From: Kui-Feng Lee <sinquersw@gmail.com>
To: Martin KaFai Lau <martin.lau@linux.dev>, thinker.li@gmail.com
Cc: kuifeng@meta.com, bpf@vger.kernel.org, ast@kernel.org,
song@kernel.org, kernel-team@meta.com, andrii@kernel.org,
drosen@google.com
Subject: Re: [PATCH bpf-next v11 07/13] bpf: pass attached BTF to the bpf_struct_ops subsystem
Date: Wed, 22 Nov 2023 14:33:59 -0800 [thread overview]
Message-ID: <180568df-308f-4bc5-8a54-a9f224123429@gmail.com> (raw)

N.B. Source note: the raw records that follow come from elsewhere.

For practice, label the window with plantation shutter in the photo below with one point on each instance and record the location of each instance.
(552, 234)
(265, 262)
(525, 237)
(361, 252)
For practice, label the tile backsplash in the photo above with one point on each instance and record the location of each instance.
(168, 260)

In-Reply-To: <5cbae302-7fa6-5625-921a-c6f548bcc3a2@linux.dev>
On 11/9/23 18:04, Martin KaFai Lau wrote:
> On 11/6/23 12:12 PM, thinker.li@gmail.com wrote:
>> From: Kui-Feng Lee <thinker.li@gmail.com>
>>
>> Every kernel module has its BTF, comprising information on types
>> defined in
>> the module. The BTF fd (attr->value_type_btf_obj_fd) passed from
>> userspace
>
> I would highlight this patch (adds) value_type_btf_obj_fd.
>
>> helps the bpf_struct_ops to lookup type information and description of
>> the
>> struct_ops type, which is necessary for parsing the layout of map element
>> values and registering maps. The descriptions are looked up by matching a
>> type id (attr->btf_vmlinux_value_type_id) against bpf_struct_ops_desc(s)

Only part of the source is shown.